Le poker n’est pas un jeu de hasard, vient de trancher la cour d’appel de Toulouse, dans un arrêt susceptible de faire exploser les contraintes imposées à la pratique de ce jeu en plein essor en France. La cour d’appel jugeait quatre hommes poursuivis à la suite d’une descente de la division «courses et jeux» de la police judiciaire au sein des locaux de l’association «Club Toulouse Bridge». Il leur était reproché d’avoir organisé des parties de poker ouvertes au public avec gains d’argent à la clé.
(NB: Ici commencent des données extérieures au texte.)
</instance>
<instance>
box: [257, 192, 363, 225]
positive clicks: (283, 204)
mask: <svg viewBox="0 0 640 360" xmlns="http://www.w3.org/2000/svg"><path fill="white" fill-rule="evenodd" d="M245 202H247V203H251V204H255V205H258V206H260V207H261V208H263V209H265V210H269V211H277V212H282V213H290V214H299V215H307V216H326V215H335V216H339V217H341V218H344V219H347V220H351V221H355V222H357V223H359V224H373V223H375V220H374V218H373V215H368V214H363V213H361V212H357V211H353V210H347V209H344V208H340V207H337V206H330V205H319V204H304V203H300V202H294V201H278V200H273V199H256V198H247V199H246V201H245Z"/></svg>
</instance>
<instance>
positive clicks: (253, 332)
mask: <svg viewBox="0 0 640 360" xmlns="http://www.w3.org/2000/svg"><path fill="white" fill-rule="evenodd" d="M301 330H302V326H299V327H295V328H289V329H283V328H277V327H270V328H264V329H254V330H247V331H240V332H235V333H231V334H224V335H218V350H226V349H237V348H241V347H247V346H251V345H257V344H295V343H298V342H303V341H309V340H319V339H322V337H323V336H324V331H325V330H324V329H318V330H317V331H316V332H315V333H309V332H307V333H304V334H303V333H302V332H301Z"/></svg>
Pour leur défense, les quatre hommes ont choisi, non pas de contester avoir organisé de telles parties, mais de plaider que celles-ci n’avaient rien d’illégal puisque, selon eux, le «Texas Hold’Em» ou poker ouvert – la variante désormais la plus courante du poker – permet des combinaisons qui rapprochent ce jeu de celui du bridge. S’appuyant sur une définition des jeux de hasard contenue dans un arrêt de la Cour de cassation de 1891, à savoir «ceux dans lesquels la chance prédomine sur l’adresse et les combinaisons sur l’intelligence», leur avocat Simon Cohen avait plaidé que le poker ne pouvait être considéré comme tel.
Pour en faire la démonstration, Me Cohen avait appelé à la barre trois témoins : un joueur professionnel de poker, un champion de France d’échecs et de bridge ainsi qu’un docteur en mathématiques. Le mathématicien avait expliqué aux juges que la chance ne prédominait pas, que la richesse des combinaisons rapprochait le poker du bridge et que les qualités nécessaires de maîtrise, de ruse et d’opportunisme le distinguaient d’un pur jeu de hasard.
Le champion d’échecs et de bridge avait exposé que les meilleurs joueurs étaient toujours gagnants sur le long terme. «Si vous apprenez le poker et que vous jouez contre moi, vous êtes sûrs de perdre», avait-il mis au défi les juges. En première instance, le tribunal correctionnel avait suivi l’avocat et prononcé la relaxe des prévenus. La cour d’appel a confirmé ce jugement jeudi.
L’arrêt peut encore être attaqué en cassation. Mais, s’il devenait définitif, il pourrait avoir des répercussions sur l’organisation de cette industrie actuellement réservée aux sites en lignes et aux casinos ou cercles autorisés, dit Me Cohen. C’est aussi l’avis du président de la Fédération française des joueurs de poker (FFJP), Antoine Dorin.
«Si jamais demain le poker n’est plus un jeu de hasard, tout le monde peut mettre à sa porte une pancarte « Salle de poker » et organiser des parties. C’est colossal», dit Antoine Dorin à l’AFP. «Quant aux casinos ou aux sites internet, ils peuvent continuer leur activité. Mais pourquoi paieraient-ils une licence pour organiser des parties de poker alors que celles-ci ne tombent plus sous le coup de la loi sur les jeux de hasard ?», ajoute-t-il.
Pour lui, l’arrêt de la Cour d’appel de Toulouse devrait avoir un impact plus limité sur la taxation des gains des joueurs : «Les textes nous disent que les jeux de hasard ne sont pas imposables mais dans la pratique, l’administration fiscale, qui a un accès complet à l’activité et aux gains des joueurs en ligne, considère très souvent qu’il s’agit de revenus réguliers et donc imposables».
Le «Texas Hold’Em» a enregistré un véritable engouement en France à partir de la fin des années 90. Dans un récent rapport, l’Autorité de régulation des jeux en ligne (Arjel) relevait 1 713 000 joueurs possédant un compte actif sur un site de poker en 2012 en France. L’ensemble de ces joueurs a misé 7,5 milliards d’euros.